Comment 10 Eike Rathke 2013-05-08 19:49:54 UTC
Working on this. The limit is around ~64k data cells, imposed by some underlying structures used during import.
Comment 11 Commit Notification 2013-05-10 14:06:31 UTC
Eike Rathke committed a patch related to this issue.
It has been pushed to "master":

http://cgit.freedesktop.org/libreoffice/core/commit/?id=2af1f5691e8d64afd5246d245d7876b5a2cd5cd8

resolved fdo#35756 import more than 64k HTML table cells



The patch should be included in the daily builds available at
http://dev-builds.libreoffice.org/daily/ in the next 24-48 hours.
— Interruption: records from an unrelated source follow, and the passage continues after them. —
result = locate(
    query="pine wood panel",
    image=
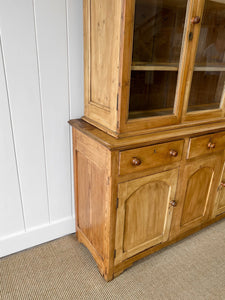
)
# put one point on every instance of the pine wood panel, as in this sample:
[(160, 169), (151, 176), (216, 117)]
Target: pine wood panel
[(196, 198), (220, 199), (144, 213), (206, 144), (150, 157), (102, 26), (198, 184)]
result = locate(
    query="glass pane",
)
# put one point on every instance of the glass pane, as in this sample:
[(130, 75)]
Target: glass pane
[(158, 32), (209, 73), (156, 90)]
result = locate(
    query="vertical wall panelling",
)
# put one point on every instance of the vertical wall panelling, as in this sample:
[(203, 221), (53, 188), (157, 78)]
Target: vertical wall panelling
[(75, 62), (41, 88), (18, 44), (11, 220), (51, 36)]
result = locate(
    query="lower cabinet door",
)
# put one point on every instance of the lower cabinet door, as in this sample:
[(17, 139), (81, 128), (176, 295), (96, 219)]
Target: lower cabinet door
[(144, 213), (199, 185), (220, 199)]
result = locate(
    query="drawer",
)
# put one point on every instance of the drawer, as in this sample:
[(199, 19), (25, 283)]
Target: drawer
[(140, 159), (206, 144)]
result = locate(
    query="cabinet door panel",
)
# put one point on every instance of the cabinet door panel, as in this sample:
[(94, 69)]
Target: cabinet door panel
[(206, 92), (144, 213), (197, 194), (197, 191)]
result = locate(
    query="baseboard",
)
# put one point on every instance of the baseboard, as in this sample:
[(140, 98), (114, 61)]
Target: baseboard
[(36, 236)]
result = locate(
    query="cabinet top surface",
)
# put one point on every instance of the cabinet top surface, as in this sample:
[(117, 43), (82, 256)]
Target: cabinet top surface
[(113, 143)]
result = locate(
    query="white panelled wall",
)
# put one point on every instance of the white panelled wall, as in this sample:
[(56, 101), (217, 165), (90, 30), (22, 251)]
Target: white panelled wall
[(41, 88)]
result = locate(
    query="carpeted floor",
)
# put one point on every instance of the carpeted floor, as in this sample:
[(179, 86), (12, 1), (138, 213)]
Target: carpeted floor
[(63, 269)]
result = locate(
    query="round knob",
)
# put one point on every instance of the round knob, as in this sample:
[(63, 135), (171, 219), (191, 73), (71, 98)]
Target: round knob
[(173, 203), (136, 161), (195, 20), (211, 145), (173, 153)]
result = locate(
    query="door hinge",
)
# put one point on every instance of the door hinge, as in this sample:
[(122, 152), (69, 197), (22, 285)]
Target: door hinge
[(117, 202)]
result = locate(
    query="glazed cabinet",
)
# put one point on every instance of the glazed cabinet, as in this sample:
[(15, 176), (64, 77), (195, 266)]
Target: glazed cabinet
[(149, 161), (153, 64)]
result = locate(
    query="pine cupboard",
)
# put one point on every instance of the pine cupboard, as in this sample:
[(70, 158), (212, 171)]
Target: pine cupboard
[(149, 153), (152, 65)]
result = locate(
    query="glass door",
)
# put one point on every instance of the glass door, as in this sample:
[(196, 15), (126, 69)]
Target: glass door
[(157, 43), (206, 95)]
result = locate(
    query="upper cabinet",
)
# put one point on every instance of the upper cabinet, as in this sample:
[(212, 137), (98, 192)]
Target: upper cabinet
[(153, 64)]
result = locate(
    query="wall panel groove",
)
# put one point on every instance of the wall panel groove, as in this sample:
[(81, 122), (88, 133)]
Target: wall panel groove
[(41, 107), (17, 221)]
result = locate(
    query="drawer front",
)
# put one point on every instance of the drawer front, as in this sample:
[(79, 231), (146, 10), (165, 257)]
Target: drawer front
[(140, 159), (206, 144)]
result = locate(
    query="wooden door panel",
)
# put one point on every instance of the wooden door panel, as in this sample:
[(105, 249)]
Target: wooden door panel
[(197, 191), (144, 213), (197, 194)]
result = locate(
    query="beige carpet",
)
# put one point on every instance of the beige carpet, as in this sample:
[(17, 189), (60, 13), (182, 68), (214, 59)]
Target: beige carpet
[(63, 269)]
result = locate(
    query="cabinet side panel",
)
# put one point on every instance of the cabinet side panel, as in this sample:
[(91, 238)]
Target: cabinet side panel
[(102, 26), (93, 193), (91, 204)]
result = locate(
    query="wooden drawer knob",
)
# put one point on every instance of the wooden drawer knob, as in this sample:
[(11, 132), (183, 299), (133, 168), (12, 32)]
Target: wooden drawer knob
[(173, 153), (173, 203), (195, 20), (135, 161), (211, 145)]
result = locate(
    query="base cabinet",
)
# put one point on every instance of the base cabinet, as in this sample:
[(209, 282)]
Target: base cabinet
[(134, 198), (144, 213), (198, 184)]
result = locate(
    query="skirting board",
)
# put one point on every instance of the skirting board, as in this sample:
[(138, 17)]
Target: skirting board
[(36, 236)]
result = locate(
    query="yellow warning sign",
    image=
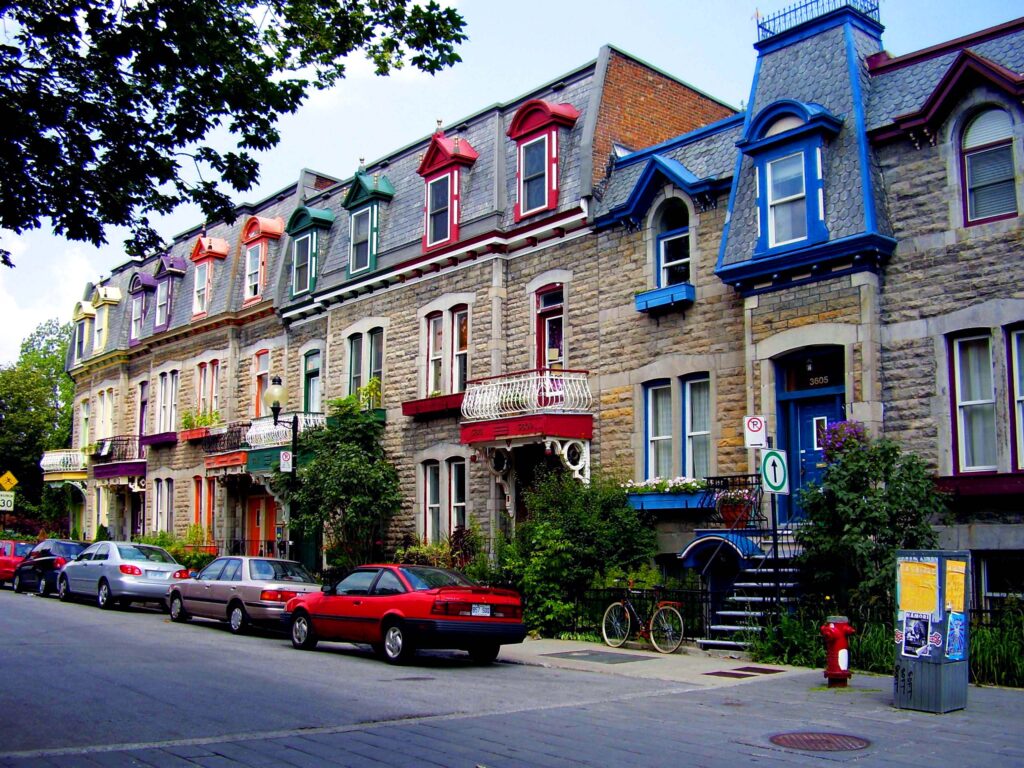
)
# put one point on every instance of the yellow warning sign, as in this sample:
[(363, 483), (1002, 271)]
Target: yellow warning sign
[(7, 480)]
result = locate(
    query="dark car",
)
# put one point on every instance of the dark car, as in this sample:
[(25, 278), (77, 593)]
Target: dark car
[(39, 568), (11, 553), (398, 608)]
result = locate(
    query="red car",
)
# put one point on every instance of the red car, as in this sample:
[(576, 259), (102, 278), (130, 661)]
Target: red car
[(399, 608), (11, 553)]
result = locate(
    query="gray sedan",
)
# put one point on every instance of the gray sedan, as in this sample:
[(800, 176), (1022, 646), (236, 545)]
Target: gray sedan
[(241, 591), (120, 572)]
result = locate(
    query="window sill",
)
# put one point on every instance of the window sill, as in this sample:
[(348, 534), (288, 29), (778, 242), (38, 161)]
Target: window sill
[(664, 298), (428, 408)]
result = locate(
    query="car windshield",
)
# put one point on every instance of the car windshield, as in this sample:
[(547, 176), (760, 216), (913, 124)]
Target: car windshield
[(280, 570), (422, 578), (68, 549), (141, 552)]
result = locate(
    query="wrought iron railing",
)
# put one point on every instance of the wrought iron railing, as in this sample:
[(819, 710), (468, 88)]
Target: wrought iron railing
[(231, 438), (542, 390), (123, 448), (805, 11), (66, 460), (264, 433)]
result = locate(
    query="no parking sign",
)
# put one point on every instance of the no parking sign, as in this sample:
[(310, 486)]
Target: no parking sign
[(755, 434)]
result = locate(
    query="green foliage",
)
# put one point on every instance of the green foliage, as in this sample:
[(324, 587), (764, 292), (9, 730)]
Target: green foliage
[(36, 408), (347, 488), (872, 501), (105, 123), (573, 534)]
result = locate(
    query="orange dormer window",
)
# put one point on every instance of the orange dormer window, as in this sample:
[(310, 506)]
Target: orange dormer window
[(205, 253), (535, 129), (441, 169), (256, 238)]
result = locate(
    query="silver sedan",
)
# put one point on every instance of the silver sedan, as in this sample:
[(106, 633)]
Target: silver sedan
[(120, 572), (241, 591)]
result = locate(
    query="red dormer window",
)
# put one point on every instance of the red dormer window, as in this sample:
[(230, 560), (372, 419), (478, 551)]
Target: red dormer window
[(441, 169), (535, 129), (256, 238), (205, 253)]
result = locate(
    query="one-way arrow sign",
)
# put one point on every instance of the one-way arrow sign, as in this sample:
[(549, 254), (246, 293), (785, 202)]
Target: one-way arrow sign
[(774, 472)]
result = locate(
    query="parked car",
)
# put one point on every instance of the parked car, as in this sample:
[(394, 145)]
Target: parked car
[(120, 572), (241, 591), (39, 568), (11, 553), (399, 608)]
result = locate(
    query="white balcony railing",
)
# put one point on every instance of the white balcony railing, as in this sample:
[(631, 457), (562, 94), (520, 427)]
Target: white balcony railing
[(263, 433), (540, 391), (66, 460)]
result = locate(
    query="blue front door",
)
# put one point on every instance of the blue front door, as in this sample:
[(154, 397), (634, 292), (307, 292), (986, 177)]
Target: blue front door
[(806, 421)]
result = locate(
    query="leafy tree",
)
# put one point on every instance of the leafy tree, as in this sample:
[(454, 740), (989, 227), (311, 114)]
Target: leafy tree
[(573, 534), (347, 488), (872, 501), (36, 398), (102, 102)]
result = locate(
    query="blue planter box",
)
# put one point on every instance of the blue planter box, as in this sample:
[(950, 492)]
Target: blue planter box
[(666, 501)]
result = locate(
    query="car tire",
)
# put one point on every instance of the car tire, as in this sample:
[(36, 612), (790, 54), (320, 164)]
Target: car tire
[(484, 652), (177, 609), (302, 632), (397, 643), (103, 597), (238, 620)]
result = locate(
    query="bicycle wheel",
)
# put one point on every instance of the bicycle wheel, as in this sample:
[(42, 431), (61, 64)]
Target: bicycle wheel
[(615, 625), (667, 629)]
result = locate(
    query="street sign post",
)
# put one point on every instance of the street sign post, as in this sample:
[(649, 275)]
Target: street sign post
[(755, 434), (775, 472)]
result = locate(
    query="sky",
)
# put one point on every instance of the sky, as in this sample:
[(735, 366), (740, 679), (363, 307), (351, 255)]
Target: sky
[(512, 48)]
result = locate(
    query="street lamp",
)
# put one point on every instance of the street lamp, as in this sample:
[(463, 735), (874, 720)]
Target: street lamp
[(272, 397)]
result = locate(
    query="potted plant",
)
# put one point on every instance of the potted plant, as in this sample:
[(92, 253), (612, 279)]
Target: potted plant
[(735, 505)]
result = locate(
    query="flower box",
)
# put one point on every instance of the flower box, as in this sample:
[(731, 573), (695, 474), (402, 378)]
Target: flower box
[(667, 500)]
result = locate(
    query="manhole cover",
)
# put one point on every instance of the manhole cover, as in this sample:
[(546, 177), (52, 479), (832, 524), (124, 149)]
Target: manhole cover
[(820, 741)]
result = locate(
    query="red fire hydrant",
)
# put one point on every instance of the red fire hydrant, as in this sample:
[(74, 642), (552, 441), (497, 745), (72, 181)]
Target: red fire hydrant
[(835, 631)]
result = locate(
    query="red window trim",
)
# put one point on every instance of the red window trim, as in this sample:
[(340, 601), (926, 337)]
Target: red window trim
[(965, 192)]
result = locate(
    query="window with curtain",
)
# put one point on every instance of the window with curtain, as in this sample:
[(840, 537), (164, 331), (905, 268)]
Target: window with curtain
[(975, 403)]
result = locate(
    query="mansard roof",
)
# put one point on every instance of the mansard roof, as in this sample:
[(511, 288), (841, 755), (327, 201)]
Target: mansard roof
[(914, 93)]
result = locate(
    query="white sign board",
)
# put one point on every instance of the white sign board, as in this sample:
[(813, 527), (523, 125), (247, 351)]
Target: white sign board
[(755, 434), (774, 472)]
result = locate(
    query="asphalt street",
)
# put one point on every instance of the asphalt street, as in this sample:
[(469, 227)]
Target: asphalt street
[(83, 687)]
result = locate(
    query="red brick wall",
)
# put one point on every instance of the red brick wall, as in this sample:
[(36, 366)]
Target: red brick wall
[(641, 107)]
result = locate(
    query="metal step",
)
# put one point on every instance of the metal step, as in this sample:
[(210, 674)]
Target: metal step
[(711, 642), (734, 628)]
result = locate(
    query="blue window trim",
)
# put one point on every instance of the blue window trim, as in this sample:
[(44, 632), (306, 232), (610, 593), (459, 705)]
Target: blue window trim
[(648, 387), (813, 197)]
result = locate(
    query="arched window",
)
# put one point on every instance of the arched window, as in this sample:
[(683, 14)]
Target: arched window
[(988, 167), (673, 244)]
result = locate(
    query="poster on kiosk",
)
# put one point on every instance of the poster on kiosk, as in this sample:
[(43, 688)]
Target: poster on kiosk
[(933, 595)]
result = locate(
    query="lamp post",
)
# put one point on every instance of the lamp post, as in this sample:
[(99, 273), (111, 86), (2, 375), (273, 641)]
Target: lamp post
[(272, 397)]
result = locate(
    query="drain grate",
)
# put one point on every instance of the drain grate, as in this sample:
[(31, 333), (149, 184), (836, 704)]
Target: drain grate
[(819, 741)]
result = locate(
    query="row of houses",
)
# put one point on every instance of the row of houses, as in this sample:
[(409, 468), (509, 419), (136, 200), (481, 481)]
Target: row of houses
[(608, 271)]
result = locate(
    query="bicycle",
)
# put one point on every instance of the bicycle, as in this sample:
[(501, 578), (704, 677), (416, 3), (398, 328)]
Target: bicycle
[(664, 630)]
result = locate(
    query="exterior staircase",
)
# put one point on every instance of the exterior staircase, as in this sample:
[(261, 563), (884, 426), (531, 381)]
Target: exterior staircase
[(753, 596)]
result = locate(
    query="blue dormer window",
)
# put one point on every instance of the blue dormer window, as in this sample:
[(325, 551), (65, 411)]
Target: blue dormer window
[(785, 141)]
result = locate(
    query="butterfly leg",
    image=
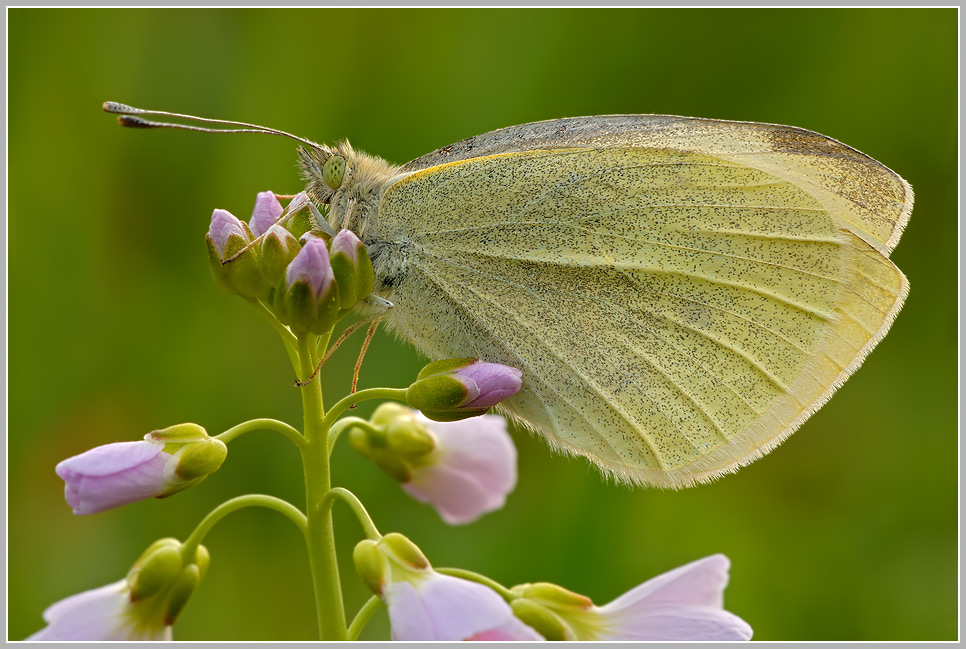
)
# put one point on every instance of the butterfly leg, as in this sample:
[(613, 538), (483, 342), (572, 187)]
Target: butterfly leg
[(377, 308)]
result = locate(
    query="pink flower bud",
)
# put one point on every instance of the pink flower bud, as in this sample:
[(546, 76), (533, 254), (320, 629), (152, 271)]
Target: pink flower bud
[(685, 604), (311, 265), (458, 388), (101, 614), (266, 213), (494, 383), (425, 605), (223, 225), (440, 607), (117, 474), (471, 470), (143, 606), (114, 475)]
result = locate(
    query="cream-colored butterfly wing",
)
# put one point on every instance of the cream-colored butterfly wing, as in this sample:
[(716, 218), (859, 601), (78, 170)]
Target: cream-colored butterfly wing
[(676, 314)]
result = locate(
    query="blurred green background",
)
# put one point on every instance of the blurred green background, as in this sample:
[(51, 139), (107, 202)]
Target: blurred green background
[(847, 531)]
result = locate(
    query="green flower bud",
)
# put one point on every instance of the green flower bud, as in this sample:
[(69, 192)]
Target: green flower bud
[(277, 250), (351, 267), (371, 564), (387, 413), (199, 459), (154, 571), (196, 455), (308, 298), (178, 433), (458, 388), (542, 620), (409, 438), (405, 551), (554, 596), (396, 441)]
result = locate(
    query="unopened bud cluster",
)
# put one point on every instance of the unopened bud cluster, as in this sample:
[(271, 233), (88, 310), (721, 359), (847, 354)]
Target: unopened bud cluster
[(163, 579), (308, 285), (458, 388), (397, 442)]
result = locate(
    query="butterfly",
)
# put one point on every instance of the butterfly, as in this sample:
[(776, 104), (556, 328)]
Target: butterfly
[(681, 294)]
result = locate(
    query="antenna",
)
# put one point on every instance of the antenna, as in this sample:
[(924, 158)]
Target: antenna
[(129, 116)]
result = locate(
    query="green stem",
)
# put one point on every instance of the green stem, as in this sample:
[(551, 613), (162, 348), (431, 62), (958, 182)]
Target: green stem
[(469, 575), (362, 617), (345, 424), (263, 424), (398, 394), (288, 338), (229, 506), (320, 536), (357, 508)]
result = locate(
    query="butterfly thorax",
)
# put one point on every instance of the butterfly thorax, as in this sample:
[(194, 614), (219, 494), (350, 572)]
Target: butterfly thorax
[(354, 205)]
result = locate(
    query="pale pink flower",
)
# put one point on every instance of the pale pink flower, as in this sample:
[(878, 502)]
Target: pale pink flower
[(266, 213), (311, 265), (117, 474), (685, 604), (102, 614), (487, 384), (223, 226), (433, 606), (471, 470)]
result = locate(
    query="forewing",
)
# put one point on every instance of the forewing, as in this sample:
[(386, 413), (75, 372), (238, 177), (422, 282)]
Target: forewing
[(675, 314), (860, 194)]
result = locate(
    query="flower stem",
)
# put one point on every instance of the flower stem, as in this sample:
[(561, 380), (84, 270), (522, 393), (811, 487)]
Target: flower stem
[(250, 500), (263, 424), (469, 575), (362, 617), (320, 536), (398, 394), (288, 338), (357, 508)]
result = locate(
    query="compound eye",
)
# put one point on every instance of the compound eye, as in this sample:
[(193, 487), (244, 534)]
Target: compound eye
[(333, 171)]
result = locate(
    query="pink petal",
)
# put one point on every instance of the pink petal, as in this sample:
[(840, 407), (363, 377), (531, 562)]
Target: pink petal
[(680, 623), (223, 225), (440, 607), (475, 468), (699, 583), (513, 629), (113, 475), (100, 614), (311, 265), (683, 604), (110, 458), (266, 213)]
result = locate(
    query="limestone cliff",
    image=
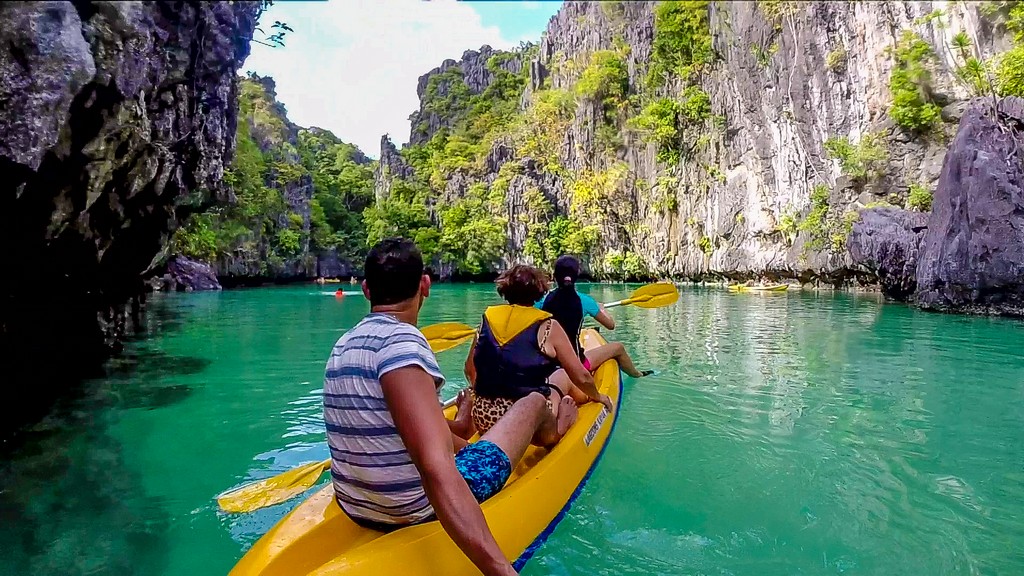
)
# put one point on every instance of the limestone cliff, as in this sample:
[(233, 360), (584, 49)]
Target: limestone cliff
[(296, 200), (116, 117), (701, 139)]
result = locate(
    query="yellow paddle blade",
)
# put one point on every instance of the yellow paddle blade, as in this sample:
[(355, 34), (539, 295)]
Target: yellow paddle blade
[(273, 490), (653, 295), (448, 335)]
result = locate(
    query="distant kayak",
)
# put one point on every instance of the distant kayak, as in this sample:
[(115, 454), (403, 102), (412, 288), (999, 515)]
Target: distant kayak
[(340, 293), (772, 288)]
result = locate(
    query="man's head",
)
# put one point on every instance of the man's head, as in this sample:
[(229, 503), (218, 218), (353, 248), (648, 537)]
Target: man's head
[(394, 274), (566, 271), (522, 285)]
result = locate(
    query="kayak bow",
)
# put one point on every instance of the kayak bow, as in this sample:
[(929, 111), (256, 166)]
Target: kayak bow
[(317, 538)]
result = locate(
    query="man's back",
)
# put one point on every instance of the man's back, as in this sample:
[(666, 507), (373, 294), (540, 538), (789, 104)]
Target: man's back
[(374, 478)]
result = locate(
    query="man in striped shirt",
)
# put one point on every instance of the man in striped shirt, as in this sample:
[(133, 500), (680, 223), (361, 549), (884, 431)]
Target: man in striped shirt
[(394, 459)]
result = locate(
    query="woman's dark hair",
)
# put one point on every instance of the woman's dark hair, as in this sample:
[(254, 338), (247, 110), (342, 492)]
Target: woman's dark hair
[(522, 285), (393, 270), (566, 271)]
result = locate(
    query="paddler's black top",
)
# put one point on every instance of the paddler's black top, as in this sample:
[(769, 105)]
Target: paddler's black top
[(565, 306), (508, 359)]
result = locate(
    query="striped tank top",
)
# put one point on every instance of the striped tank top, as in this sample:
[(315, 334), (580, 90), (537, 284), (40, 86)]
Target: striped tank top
[(374, 478)]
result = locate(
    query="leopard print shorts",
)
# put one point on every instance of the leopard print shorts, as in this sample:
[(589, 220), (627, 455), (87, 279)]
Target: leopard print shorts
[(486, 411)]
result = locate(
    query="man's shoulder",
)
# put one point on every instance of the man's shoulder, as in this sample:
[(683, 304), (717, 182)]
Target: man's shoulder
[(380, 331)]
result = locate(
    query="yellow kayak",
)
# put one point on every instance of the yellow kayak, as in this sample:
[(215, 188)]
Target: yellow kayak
[(317, 538), (773, 288)]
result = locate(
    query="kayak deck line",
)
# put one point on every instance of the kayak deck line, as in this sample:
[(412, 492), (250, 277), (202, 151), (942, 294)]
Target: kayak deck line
[(527, 554)]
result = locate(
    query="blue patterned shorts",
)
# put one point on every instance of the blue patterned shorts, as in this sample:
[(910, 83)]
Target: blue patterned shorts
[(484, 466)]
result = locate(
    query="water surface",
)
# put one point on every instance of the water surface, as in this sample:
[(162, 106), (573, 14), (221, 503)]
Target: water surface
[(783, 434)]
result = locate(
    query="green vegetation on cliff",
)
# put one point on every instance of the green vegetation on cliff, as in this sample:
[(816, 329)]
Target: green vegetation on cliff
[(682, 40), (296, 191), (912, 108)]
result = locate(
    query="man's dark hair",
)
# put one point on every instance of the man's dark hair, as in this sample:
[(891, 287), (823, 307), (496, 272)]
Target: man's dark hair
[(393, 270), (566, 271)]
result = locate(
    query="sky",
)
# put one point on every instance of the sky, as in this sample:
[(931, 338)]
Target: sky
[(351, 66)]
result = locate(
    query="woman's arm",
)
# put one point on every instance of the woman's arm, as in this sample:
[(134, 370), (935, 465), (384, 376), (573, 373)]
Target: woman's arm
[(470, 368), (604, 319)]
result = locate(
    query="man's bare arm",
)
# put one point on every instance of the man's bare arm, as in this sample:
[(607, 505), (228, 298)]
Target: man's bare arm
[(412, 400)]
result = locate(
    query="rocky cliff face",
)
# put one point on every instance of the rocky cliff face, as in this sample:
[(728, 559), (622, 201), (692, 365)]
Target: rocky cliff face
[(766, 128), (113, 114), (296, 197), (972, 256)]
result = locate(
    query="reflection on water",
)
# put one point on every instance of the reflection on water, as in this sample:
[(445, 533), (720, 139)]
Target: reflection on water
[(783, 434)]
More
information about daily builds can be found at:
http://wiki.documentfoundation.org/Testing_Daily_Builds
Affected users are encouraged to test the fix and report feedback.
Comment 12 kuko 2013-05-28 18:19:24 UTC
*** Bug 64168 has been marked as a duplicate of this bug. ***
Comment 13 ign_christian 2013-05-31 09:10:56 UTC
*** Bug 64572 has been marked as a duplicate of this bug. ***
Comment 14 ign_christian 2013-05-31 09:12:51 UTC
*** Bug 60354 has been marked as a duplicate of this bug. ***
Comment 15 Eike Rathke 2013-06-19 17:31:15 UTC
Backport pending review for 4-0 as https://gerrit.libreoffice.org/4368
Comment 16 Commit Notification 2013-06-28 12:05:26 UTC
Eike Rathke committed a patch related to this issue.
It has been pushed to "libreoffice-4-0":

http://cgit.freedesktop.org/libreoffice/core/commit/?id=da11528150df545a31df3c9863bd4c3925ccdf21&h=libreoffice-4-0

resolved fdo#35756 import more than 64k HTML table cells


It will be available in LibreOffice 4.0.5.

The patch should be included in the daily builds available at
http://dev-builds.libreoffice.org/daily/ in the next 24-48 hours. More
information about daily builds can be found at:
http://wiki.documentfoundation.org/Testing_Daily_Builds
Affected users are encouraged to test the fix and report feedback.